La terapia con insulina puede ser preferida en pacientes con diabetes recién diagnosticada que son difíciles de clasificar y distinguir de la DM1. Después de que la glucosa en sangre está bien controlada, los síntomas mejoran significativamente y se determina la clasificación, el plan de tratamiento de seguimiento se formula de acuerdo con la clasificación y la condición específica.
Los pacientes con T2DM pueden comenzar con terapia combinada con medicamentos hipoglucémicos orales e insulina si sus objetivos de control de la glucosa en sangre no se cumplen además del estilo de vida y la terapia antihiperglucémica oral. La iniciación de la terapia con insulina generalmente se puede considerar cuando la HbA1c permanece ≥ 7.0% después de 3 meses de terapia antihiperglucémica oral adecuada.
La terapia con insulina debe usarse lo antes posible cuando haya una pérdida de peso significativa sin causa aparente durante el curso de la diabetes, incluida la DM2 recién diagnosticada.
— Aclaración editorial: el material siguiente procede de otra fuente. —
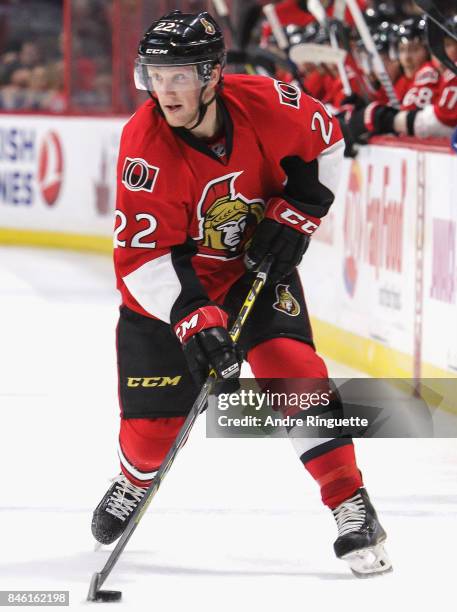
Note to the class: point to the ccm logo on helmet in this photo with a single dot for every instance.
(294, 218)
(138, 175)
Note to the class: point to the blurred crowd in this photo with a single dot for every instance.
(34, 72)
(415, 94)
(42, 70)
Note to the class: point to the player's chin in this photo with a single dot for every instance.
(176, 116)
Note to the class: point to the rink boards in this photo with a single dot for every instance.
(380, 276)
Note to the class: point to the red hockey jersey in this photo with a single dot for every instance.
(186, 210)
(421, 90)
(446, 104)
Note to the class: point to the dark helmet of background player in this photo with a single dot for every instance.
(413, 28)
(384, 37)
(182, 39)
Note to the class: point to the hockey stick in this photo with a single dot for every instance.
(316, 54)
(258, 58)
(223, 14)
(316, 8)
(98, 578)
(368, 41)
(283, 43)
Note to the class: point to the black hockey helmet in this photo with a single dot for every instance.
(413, 28)
(385, 37)
(180, 39)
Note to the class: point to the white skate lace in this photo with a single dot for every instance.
(119, 505)
(350, 515)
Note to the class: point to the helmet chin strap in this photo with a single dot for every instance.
(202, 108)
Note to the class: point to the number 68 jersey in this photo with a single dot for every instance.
(186, 208)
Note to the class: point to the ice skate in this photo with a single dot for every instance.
(361, 536)
(113, 513)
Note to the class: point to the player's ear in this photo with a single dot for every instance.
(215, 75)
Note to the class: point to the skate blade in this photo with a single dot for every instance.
(369, 562)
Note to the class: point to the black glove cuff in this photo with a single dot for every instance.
(410, 118)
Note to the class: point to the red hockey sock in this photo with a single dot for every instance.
(143, 445)
(336, 473)
(286, 358)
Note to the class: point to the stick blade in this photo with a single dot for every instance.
(93, 588)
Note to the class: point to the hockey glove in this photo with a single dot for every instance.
(374, 119)
(207, 344)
Retinopatía de valor agregado con control glucémico deficiente en pacientes con DM2; Infección grave, trauma, cirugía, infarto de miocardio, japónica cerebral y otras afecciones estresantes, así como complicaciones graves como el pie diabético, retinopatía por hiperplasia, etc.; Insuficiencia hepática y renal grave; pacientes con diabetes mellitus durante el embarazo y la lactancia.